There were never any bodies. Eaten or dragged to the depths or drifted away. "And I alone survived," he told the black wood. Truth be told, he was getting tired of the sound of his own voice: getting tired of constant sobriety: tired of the ache in his leg and the emptiness to which he always spoke.
Someone had been here once. He—conceivably, she—had built a hut at the back of the beach, though all that remained were some flattish grey stones piled in a shape that once might have been walls. Jack busied himself with palm-fronds and green wood for a while, until he had something that gave him an indoors to crawl into at night. His hearth was outside the doorway, which meant that the tiny space within was often full of smoke: but that kept the spiders away. He promised himself that when the weather turned bad, he'd build a better shack, but after a while he realised that the weather here was too big, too much, to build against. All he could hope for was shade from the sun, something to keep off the worst of the rain, a roof that wasn't any great loss when the wind whipped it away in the middle of the night.

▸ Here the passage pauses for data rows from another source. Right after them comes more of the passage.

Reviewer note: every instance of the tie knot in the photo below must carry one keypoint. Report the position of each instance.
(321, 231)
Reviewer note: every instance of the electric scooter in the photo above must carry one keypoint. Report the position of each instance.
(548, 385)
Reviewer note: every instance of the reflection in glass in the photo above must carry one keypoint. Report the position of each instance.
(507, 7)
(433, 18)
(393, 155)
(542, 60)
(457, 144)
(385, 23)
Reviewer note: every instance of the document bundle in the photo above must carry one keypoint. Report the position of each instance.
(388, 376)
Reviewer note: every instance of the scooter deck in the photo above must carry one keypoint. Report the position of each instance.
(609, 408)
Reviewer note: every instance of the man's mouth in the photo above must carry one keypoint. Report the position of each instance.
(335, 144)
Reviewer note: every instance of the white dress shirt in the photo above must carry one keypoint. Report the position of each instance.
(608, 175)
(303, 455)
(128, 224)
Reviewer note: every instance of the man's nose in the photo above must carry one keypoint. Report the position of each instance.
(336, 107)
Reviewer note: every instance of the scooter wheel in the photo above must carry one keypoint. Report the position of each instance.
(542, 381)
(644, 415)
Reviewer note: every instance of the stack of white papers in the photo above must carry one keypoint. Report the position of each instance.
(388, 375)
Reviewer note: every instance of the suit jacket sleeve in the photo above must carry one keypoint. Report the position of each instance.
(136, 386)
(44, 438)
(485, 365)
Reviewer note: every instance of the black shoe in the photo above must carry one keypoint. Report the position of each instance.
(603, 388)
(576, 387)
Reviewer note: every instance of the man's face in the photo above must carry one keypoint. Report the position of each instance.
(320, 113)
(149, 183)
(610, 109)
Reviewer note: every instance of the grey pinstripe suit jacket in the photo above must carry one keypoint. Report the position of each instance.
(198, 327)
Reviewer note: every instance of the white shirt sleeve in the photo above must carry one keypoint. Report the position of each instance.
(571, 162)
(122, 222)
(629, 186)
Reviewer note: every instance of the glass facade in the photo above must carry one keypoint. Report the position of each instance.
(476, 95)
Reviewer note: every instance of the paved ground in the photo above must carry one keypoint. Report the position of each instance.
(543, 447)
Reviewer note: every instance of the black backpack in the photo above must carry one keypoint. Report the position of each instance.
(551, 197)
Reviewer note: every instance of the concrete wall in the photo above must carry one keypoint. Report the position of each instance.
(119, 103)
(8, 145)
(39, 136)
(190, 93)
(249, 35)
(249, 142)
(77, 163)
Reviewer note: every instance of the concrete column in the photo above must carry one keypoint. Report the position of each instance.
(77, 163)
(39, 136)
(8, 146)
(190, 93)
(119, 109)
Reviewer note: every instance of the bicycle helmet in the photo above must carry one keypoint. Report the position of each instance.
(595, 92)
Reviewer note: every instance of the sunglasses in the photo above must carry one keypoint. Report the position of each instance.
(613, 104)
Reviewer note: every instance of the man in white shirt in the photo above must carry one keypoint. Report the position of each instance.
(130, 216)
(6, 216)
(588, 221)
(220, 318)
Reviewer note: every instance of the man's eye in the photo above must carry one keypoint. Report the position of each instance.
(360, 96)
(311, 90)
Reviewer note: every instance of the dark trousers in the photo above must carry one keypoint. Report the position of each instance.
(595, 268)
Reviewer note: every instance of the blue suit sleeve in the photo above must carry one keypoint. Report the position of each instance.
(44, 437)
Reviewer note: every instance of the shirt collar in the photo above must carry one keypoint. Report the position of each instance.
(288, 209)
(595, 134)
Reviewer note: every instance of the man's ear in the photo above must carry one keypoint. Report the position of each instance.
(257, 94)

Some days, the wind brought the scent of growing things, and occasionally even the sounds of other people; voices and drumbeats and screams and songs. Even from the highest point on the hunchbacked cliffs that almost ringed the island, Jack couldn't see land, though there was a faint cloudline on the western rim of the world that might mark the coast of Brazil. He suspected that the voices were not real, but still he listened for them when the wind blew from the west.
At least there was food. He'd read of men surviving for years on desert islands, but in novels the heroes were always fortunate enough to be marooned on islands where, long ago, ship's crews had sent ashore breeding pairs of goats or sheep, for the succour of shipwrecked sailors. There weren't even rats here; were it not for the half-walled hut, anonymous as a solitary skull, he'd have thought that no ship (no European ship) had ever dropped anchor in the bay.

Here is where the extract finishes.